Gubbi said:
I fail to see how CELL is a solution to this. The SPEs have massive contexts, and next to nothing in the way of virtualization (at least not in hardware, - again software must provide a solution).
Batch processing. No cache, but a bit of full-speed local memory. Like a very large register file. So, no cache stalls. And the instruction set is (almost surely) optimized for running a small program (SIMD) on a small dataset and generate a new set as the result.
So, it is like a one-shot deal. You load it up, execute, and collect the results. And it has just enough general purpose and flow control logic to do all that by itself.
The branches and loops are (almost surely) quite specific, and they are there for the batch management and the implementation of more complex (mathematical) functions, not to be able to implement any arbritary operation that isn't directly related to the optimal functioning of the device itself.
Having dynamic branches is again mostly just a way to save transistors by not having to implement any possible (and redundant) function directly in silicon.
CELL is made to run with a fixed set of threads at anyone time and you're f*cked if you need more. This works well for a game console where you're only running one big app. But it's useless in a multiprocessing OS system (like a PC running Windows/linux whatever). Similar (or actually even worse) in a server environment.
Again, batches. Instead of having multiple, arbitarily processes run concurrently, you split the computations into batches and throw them at the first unit that is available. Collect and return the results when done. This is much better than the normal multi-threaded model, in that it eliminates the two largest problems with that: deadlocks on data and synchronization stalls.
The reason each unit can have concurrent threads is mostly to reduce large latencies. As long as they can store the state of enough threads to minimize that latency (and taking context switching into account), no more is needed. Because those threads will only run for a limited time, finish, and can be discarded afterwards.
It's a more general solution than the normal multi-threading, multi-processor, as done with most popular operating systems. And there are many things that could benefit from that.

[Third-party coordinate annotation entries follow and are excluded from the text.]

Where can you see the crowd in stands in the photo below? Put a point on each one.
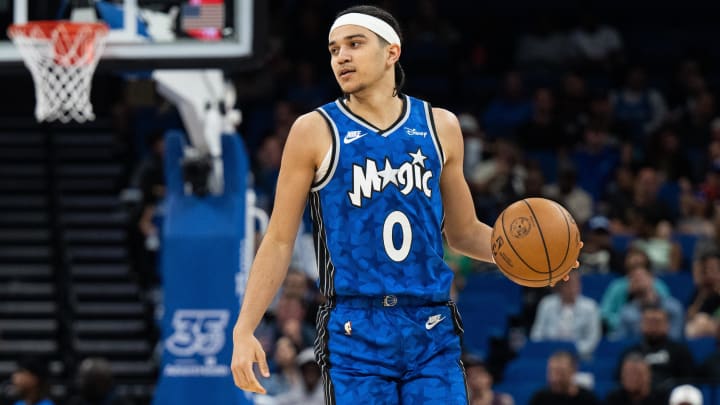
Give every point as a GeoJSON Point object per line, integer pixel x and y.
{"type": "Point", "coordinates": [564, 108]}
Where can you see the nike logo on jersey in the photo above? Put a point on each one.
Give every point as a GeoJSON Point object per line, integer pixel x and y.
{"type": "Point", "coordinates": [433, 320]}
{"type": "Point", "coordinates": [410, 175]}
{"type": "Point", "coordinates": [353, 136]}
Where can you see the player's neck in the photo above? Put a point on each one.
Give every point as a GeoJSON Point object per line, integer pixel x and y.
{"type": "Point", "coordinates": [380, 108]}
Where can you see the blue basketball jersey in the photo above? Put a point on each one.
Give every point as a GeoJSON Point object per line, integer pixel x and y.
{"type": "Point", "coordinates": [378, 211]}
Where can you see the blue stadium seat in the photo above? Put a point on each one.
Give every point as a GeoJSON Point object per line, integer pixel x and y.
{"type": "Point", "coordinates": [595, 284]}
{"type": "Point", "coordinates": [681, 285]}
{"type": "Point", "coordinates": [701, 348]}
{"type": "Point", "coordinates": [544, 348]}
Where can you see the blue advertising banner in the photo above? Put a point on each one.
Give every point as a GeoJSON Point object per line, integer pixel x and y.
{"type": "Point", "coordinates": [201, 258]}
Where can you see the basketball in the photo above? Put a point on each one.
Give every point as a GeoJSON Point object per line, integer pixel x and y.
{"type": "Point", "coordinates": [535, 242]}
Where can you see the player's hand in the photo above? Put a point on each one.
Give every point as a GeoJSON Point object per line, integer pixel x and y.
{"type": "Point", "coordinates": [577, 264]}
{"type": "Point", "coordinates": [247, 350]}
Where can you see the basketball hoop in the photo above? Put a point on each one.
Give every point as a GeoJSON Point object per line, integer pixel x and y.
{"type": "Point", "coordinates": [61, 56]}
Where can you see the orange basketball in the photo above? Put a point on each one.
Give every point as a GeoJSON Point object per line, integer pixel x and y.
{"type": "Point", "coordinates": [535, 242]}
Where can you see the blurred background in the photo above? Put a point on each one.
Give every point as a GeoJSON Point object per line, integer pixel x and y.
{"type": "Point", "coordinates": [606, 107]}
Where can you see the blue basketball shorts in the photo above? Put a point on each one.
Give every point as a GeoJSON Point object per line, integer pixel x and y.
{"type": "Point", "coordinates": [372, 353]}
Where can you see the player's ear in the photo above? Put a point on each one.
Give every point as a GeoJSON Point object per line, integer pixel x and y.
{"type": "Point", "coordinates": [393, 53]}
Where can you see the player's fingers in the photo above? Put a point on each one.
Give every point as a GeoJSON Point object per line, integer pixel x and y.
{"type": "Point", "coordinates": [262, 364]}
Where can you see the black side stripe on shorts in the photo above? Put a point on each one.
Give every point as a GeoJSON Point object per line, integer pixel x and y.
{"type": "Point", "coordinates": [322, 351]}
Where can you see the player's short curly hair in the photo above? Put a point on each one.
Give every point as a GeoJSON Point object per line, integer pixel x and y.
{"type": "Point", "coordinates": [377, 12]}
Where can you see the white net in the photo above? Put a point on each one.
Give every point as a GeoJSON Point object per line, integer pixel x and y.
{"type": "Point", "coordinates": [61, 57]}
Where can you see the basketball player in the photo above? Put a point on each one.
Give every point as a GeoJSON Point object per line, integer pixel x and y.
{"type": "Point", "coordinates": [384, 175]}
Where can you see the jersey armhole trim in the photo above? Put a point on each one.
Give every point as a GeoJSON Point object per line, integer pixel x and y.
{"type": "Point", "coordinates": [334, 154]}
{"type": "Point", "coordinates": [433, 133]}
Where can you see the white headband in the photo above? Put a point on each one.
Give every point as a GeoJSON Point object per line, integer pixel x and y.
{"type": "Point", "coordinates": [374, 24]}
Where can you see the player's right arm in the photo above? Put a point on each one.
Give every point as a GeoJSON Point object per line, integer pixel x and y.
{"type": "Point", "coordinates": [303, 152]}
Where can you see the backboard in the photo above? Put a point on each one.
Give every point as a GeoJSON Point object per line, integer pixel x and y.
{"type": "Point", "coordinates": [149, 34]}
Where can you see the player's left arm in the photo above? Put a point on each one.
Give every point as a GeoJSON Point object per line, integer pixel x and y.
{"type": "Point", "coordinates": [463, 231]}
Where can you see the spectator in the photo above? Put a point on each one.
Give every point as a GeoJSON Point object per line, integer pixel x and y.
{"type": "Point", "coordinates": [542, 131]}
{"type": "Point", "coordinates": [600, 45]}
{"type": "Point", "coordinates": [497, 181]}
{"type": "Point", "coordinates": [568, 315]}
{"type": "Point", "coordinates": [645, 200]}
{"type": "Point", "coordinates": [30, 382]}
{"type": "Point", "coordinates": [480, 381]}
{"type": "Point", "coordinates": [562, 388]}
{"type": "Point", "coordinates": [567, 192]}
{"type": "Point", "coordinates": [284, 372]}
{"type": "Point", "coordinates": [668, 157]}
{"type": "Point", "coordinates": [643, 108]}
{"type": "Point", "coordinates": [545, 50]}
{"type": "Point", "coordinates": [704, 309]}
{"type": "Point", "coordinates": [617, 292]}
{"type": "Point", "coordinates": [572, 108]}
{"type": "Point", "coordinates": [95, 384]}
{"type": "Point", "coordinates": [635, 384]}
{"type": "Point", "coordinates": [669, 360]}
{"type": "Point", "coordinates": [642, 292]}
{"type": "Point", "coordinates": [686, 395]}
{"type": "Point", "coordinates": [709, 369]}
{"type": "Point", "coordinates": [595, 158]}
{"type": "Point", "coordinates": [597, 254]}
{"type": "Point", "coordinates": [310, 390]}
{"type": "Point", "coordinates": [509, 110]}
{"type": "Point", "coordinates": [654, 237]}
{"type": "Point", "coordinates": [289, 319]}
{"type": "Point", "coordinates": [474, 140]}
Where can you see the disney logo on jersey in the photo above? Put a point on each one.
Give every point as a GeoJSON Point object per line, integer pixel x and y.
{"type": "Point", "coordinates": [353, 136]}
{"type": "Point", "coordinates": [409, 176]}
{"type": "Point", "coordinates": [415, 132]}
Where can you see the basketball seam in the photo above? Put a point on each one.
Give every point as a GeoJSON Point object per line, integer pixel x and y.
{"type": "Point", "coordinates": [517, 254]}
{"type": "Point", "coordinates": [542, 237]}
{"type": "Point", "coordinates": [567, 226]}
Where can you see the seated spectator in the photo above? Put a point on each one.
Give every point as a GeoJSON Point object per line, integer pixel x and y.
{"type": "Point", "coordinates": [617, 292]}
{"type": "Point", "coordinates": [562, 388]}
{"type": "Point", "coordinates": [542, 131]}
{"type": "Point", "coordinates": [635, 384]}
{"type": "Point", "coordinates": [642, 292]}
{"type": "Point", "coordinates": [639, 105]}
{"type": "Point", "coordinates": [284, 372]}
{"type": "Point", "coordinates": [95, 384]}
{"type": "Point", "coordinates": [600, 45]}
{"type": "Point", "coordinates": [30, 382]}
{"type": "Point", "coordinates": [686, 395]}
{"type": "Point", "coordinates": [288, 319]}
{"type": "Point", "coordinates": [704, 310]}
{"type": "Point", "coordinates": [568, 315]}
{"type": "Point", "coordinates": [480, 381]}
{"type": "Point", "coordinates": [546, 49]}
{"type": "Point", "coordinates": [709, 370]}
{"type": "Point", "coordinates": [567, 192]}
{"type": "Point", "coordinates": [595, 158]}
{"type": "Point", "coordinates": [310, 390]}
{"type": "Point", "coordinates": [597, 254]}
{"type": "Point", "coordinates": [509, 110]}
{"type": "Point", "coordinates": [654, 237]}
{"type": "Point", "coordinates": [669, 360]}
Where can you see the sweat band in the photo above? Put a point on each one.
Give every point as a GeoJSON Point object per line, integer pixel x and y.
{"type": "Point", "coordinates": [374, 24]}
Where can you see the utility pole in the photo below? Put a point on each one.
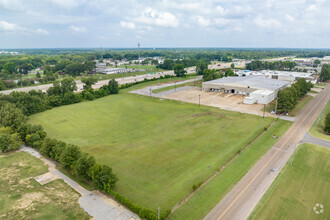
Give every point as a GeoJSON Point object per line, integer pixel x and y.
{"type": "Point", "coordinates": [264, 110]}
{"type": "Point", "coordinates": [276, 106]}
{"type": "Point", "coordinates": [139, 55]}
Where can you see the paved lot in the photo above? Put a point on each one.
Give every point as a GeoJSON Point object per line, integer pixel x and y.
{"type": "Point", "coordinates": [242, 199]}
{"type": "Point", "coordinates": [227, 101]}
{"type": "Point", "coordinates": [94, 203]}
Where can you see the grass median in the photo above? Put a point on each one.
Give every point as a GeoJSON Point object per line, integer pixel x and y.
{"type": "Point", "coordinates": [158, 148]}
{"type": "Point", "coordinates": [299, 187]}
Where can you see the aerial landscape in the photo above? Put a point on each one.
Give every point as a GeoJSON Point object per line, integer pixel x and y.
{"type": "Point", "coordinates": [183, 110]}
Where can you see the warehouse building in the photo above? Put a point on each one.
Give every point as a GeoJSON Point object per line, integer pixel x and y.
{"type": "Point", "coordinates": [259, 88]}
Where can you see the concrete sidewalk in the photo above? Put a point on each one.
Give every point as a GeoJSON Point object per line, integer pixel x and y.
{"type": "Point", "coordinates": [94, 203]}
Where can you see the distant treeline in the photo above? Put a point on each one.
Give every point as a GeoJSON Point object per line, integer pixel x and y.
{"type": "Point", "coordinates": [276, 65]}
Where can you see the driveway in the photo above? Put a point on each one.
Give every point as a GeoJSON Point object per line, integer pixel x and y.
{"type": "Point", "coordinates": [94, 203]}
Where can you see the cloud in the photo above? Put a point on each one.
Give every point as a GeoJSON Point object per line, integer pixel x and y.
{"type": "Point", "coordinates": [129, 25]}
{"type": "Point", "coordinates": [267, 23]}
{"type": "Point", "coordinates": [42, 31]}
{"type": "Point", "coordinates": [202, 21]}
{"type": "Point", "coordinates": [158, 18]}
{"type": "Point", "coordinates": [15, 28]}
{"type": "Point", "coordinates": [68, 4]}
{"type": "Point", "coordinates": [290, 18]}
{"type": "Point", "coordinates": [79, 30]}
{"type": "Point", "coordinates": [12, 5]}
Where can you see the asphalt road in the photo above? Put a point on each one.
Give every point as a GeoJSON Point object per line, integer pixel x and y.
{"type": "Point", "coordinates": [245, 195]}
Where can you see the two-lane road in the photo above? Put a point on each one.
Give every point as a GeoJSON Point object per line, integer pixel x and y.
{"type": "Point", "coordinates": [242, 199]}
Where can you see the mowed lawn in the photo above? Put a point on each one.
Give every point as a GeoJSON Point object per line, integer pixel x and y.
{"type": "Point", "coordinates": [301, 186]}
{"type": "Point", "coordinates": [21, 197]}
{"type": "Point", "coordinates": [158, 148]}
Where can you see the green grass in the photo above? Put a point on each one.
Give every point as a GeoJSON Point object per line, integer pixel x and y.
{"type": "Point", "coordinates": [158, 148]}
{"type": "Point", "coordinates": [204, 200]}
{"type": "Point", "coordinates": [299, 187]}
{"type": "Point", "coordinates": [301, 103]}
{"type": "Point", "coordinates": [21, 197]}
{"type": "Point", "coordinates": [317, 128]}
{"type": "Point", "coordinates": [197, 84]}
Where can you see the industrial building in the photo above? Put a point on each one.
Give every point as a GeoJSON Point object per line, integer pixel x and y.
{"type": "Point", "coordinates": [280, 75]}
{"type": "Point", "coordinates": [259, 88]}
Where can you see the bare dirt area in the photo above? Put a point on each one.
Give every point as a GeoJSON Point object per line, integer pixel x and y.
{"type": "Point", "coordinates": [225, 101]}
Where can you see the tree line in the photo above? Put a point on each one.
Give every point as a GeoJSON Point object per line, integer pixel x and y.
{"type": "Point", "coordinates": [276, 65]}
{"type": "Point", "coordinates": [288, 97]}
{"type": "Point", "coordinates": [15, 130]}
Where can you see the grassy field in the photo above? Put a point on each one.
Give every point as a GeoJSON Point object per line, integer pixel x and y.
{"type": "Point", "coordinates": [299, 187]}
{"type": "Point", "coordinates": [158, 148]}
{"type": "Point", "coordinates": [317, 128]}
{"type": "Point", "coordinates": [197, 84]}
{"type": "Point", "coordinates": [204, 200]}
{"type": "Point", "coordinates": [21, 197]}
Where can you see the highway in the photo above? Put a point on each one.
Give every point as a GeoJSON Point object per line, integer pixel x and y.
{"type": "Point", "coordinates": [245, 195]}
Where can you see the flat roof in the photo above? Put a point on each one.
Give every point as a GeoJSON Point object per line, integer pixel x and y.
{"type": "Point", "coordinates": [263, 92]}
{"type": "Point", "coordinates": [257, 82]}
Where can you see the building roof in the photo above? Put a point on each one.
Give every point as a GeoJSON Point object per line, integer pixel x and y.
{"type": "Point", "coordinates": [262, 92]}
{"type": "Point", "coordinates": [257, 82]}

Not servers, but most applications that need some serious horse power.
You do have to use another kind of OS, but I think a Linux variant could run very well and fast, if the libraries are changed accordingly.
Strongly disagree.
Now you have more units, - that stall. And they will stall more often because you took out all the smarts that lowered apparent latency..
... And they will flush more often because they are sent on a wild goose chase more often by a non-existant branch predictor.
Cheers
Gubbi
Only the one that is used for system management and running the program logic. Everything else will be chopped up into objects (batches), and dispatched to the other units. You just (more or less) throw your C++ objects in a pool and forget about it.
So, what does it matter if the single Central Processing Unit that is used to control everything is running inefficiently? It's not as if there is much work for it to do in the first place, but wait and react to events, and keep all the others occupied.